Another example of a pirated plant is the devil’s claw found in the Kalahari Desert and the Zambezi Valley.
It has been used for a long time for the treatment of cancer of the skin and fevers of all kinds.
The plant is also being used in developed countries to treat several conditions such as gastro-intestinal problems, arthritis, diabetes and others.
However, a patent has been taken by a German company for the commercialisation and marketing of the products at global scale without considering benefit-sharing mechanisms with the local communities and governments.
The San people of southern Africa and the BaTonga of Zimbabwe and Zambia have for centuries used the hoodia gordonii plant to cure various ailments.
In addition to using it to treat eye infections and stomach pain, the tribes used hoodia on long hunting expeditions to suppress hunger and thirst and to also give them an energy boost.
Hoodia basically works by mimicking the effect that glucose has on nerve cells in the brain. This results in a feeling of fullness to the brain and diminishes appetite.
Already, thousands of patents on African plants have been filed: Brazzeine, a protein ‘500 times sweeter than sugar’ from a plant in Gabon has been used by locals for centuries; teff, the grain used in Ethiopia’s flat injera bread has been used by the people of Ethiopia and Eritrea from as far back as 4000BCE; thaumatin, a natural sweet protein extracted from the katemfe plant in West Africa; the African soap berry and the kunde Zulu cowpea; genetic material from the West African cocoa plant are among plants already being used by the West.
One of the most widely used herbs in modern pharmaceuticals is the common aloe vera.
This succulent plant has become a firm favourite with the alternative and contemporary healing industries.
The gel in the plant is commonly used for its soothing and healing qualities by the cosmetic industries for a number of conditions ranging from frostbite to multiple sclerosis.
The history of the plant goes back to Egypt. There are records of ancient Egyptians drawing pictures of aloe-vera plants on the walls of the temples, as long ago as 6 000 years.
They used the plants for its anti-fungal and anti-bacterial qualities.
In the absence of laws regulating the usage of Africa’s natural resources, the continent stands to lose out on indigenous knowledge of native flora.
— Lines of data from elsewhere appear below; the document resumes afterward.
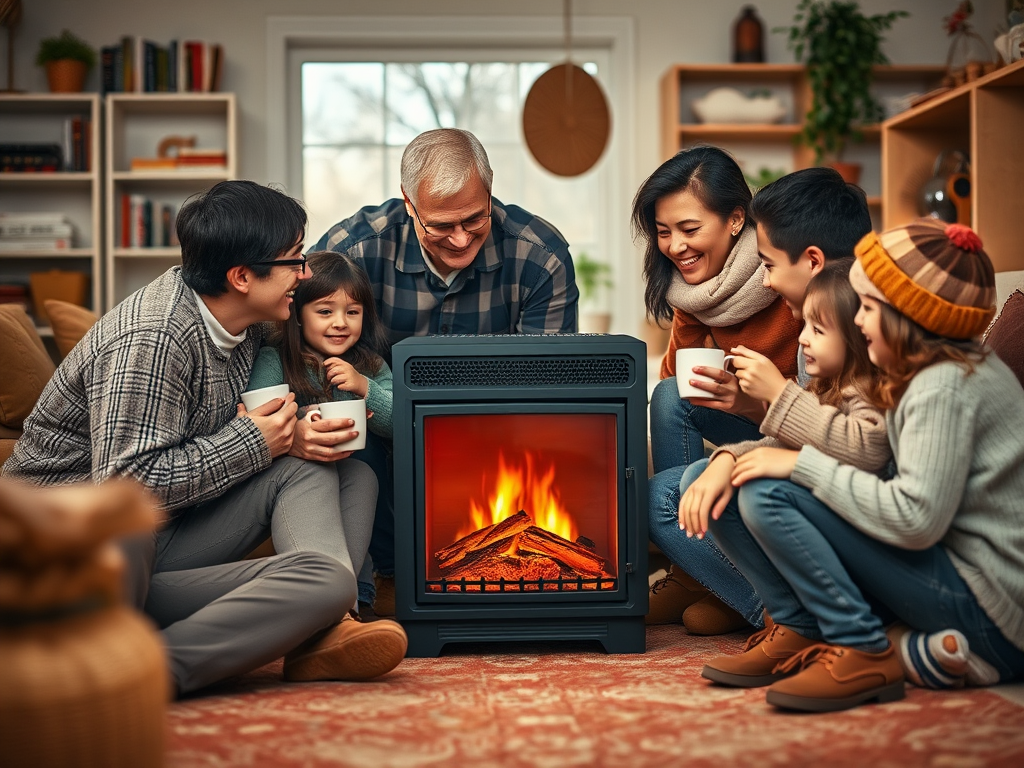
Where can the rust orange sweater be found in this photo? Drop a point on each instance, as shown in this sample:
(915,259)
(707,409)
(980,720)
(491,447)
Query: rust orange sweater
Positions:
(772,332)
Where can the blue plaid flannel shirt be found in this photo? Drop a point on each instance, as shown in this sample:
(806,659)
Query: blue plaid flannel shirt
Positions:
(521,281)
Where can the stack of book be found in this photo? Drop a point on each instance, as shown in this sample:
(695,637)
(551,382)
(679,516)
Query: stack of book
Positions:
(188,159)
(77,144)
(144,223)
(47,230)
(140,66)
(31,158)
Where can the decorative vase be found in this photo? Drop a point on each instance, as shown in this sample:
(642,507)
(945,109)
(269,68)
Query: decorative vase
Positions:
(66,76)
(748,37)
(84,679)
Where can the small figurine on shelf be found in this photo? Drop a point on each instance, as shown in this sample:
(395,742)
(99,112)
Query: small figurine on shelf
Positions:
(970,56)
(748,37)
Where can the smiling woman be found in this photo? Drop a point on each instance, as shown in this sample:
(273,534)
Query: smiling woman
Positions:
(701,269)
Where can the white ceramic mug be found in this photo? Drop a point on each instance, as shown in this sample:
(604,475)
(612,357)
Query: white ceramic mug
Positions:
(687,358)
(354,410)
(257,397)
On the flipside, multinationals stand to gain billions of dollars from using this knowledge which may even affect the availability of these plants to those who discovered the plants’ properties in the first place.
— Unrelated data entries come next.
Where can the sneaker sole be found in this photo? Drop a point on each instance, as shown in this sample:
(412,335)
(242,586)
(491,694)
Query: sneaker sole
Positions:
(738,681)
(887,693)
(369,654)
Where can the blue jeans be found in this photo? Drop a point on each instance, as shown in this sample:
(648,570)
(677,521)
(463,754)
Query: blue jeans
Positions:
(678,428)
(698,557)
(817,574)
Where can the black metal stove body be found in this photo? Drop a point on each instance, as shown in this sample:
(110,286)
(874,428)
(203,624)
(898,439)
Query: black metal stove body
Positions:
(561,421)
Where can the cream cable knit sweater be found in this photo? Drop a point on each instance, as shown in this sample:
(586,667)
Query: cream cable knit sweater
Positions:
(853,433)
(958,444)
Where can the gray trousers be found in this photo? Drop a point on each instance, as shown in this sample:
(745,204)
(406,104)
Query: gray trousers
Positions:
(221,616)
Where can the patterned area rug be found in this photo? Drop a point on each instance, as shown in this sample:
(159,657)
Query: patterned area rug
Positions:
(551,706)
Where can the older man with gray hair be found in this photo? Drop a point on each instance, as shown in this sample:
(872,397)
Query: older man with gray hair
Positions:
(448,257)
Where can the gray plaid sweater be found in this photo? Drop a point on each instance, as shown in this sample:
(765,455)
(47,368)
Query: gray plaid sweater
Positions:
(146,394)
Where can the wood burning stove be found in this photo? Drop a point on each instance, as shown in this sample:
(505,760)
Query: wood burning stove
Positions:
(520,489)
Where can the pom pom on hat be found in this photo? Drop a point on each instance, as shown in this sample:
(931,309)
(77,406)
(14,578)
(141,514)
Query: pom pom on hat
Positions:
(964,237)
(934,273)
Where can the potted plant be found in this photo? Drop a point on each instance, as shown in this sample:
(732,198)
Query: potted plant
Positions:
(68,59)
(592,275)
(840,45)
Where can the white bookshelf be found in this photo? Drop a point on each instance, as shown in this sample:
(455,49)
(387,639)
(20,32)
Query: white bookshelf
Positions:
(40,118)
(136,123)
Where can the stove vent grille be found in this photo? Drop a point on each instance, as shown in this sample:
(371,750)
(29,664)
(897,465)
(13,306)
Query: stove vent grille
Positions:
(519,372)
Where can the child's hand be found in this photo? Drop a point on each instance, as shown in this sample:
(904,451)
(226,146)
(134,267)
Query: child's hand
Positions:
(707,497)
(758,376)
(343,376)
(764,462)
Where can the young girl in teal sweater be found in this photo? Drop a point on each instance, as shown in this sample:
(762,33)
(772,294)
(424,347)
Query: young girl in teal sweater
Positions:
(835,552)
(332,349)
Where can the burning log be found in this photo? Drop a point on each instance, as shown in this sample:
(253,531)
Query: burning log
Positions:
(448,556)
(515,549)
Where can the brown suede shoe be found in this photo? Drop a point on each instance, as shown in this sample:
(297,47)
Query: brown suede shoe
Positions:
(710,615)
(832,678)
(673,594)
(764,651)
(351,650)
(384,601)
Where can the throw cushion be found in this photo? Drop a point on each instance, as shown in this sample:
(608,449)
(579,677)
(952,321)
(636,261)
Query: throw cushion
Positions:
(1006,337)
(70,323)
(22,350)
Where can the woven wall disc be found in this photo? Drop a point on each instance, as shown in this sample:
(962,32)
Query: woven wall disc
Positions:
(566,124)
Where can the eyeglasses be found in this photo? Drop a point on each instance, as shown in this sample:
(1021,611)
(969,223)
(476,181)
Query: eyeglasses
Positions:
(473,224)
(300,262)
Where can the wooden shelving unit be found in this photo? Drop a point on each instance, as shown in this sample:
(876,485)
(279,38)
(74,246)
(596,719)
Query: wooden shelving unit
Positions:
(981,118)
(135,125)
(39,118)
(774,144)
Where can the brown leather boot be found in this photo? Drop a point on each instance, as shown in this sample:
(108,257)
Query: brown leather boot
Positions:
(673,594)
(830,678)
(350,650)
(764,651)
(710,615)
It will be a tragedy to have these indigenous plants absorbed by multinationals and repackaged to be sold to us at exorbitant prices.
Until African governments fund research into indigenous medicines and actively remove stigmas attached to African medicine, communities will not fully benefit from them.

1 COMMENT

  1. I really could not agree with you more. You see we MUST start to take pride in what we have and value it. Mental slavery is such an evil. Time to act is now. The medical Research Council here in the U.K. are looking to form liaison with Low to Medium Income Countries where research is indicated. Some of us who are keen to improve the health care system are ready to engage with the powers that be in a bid to address local potential.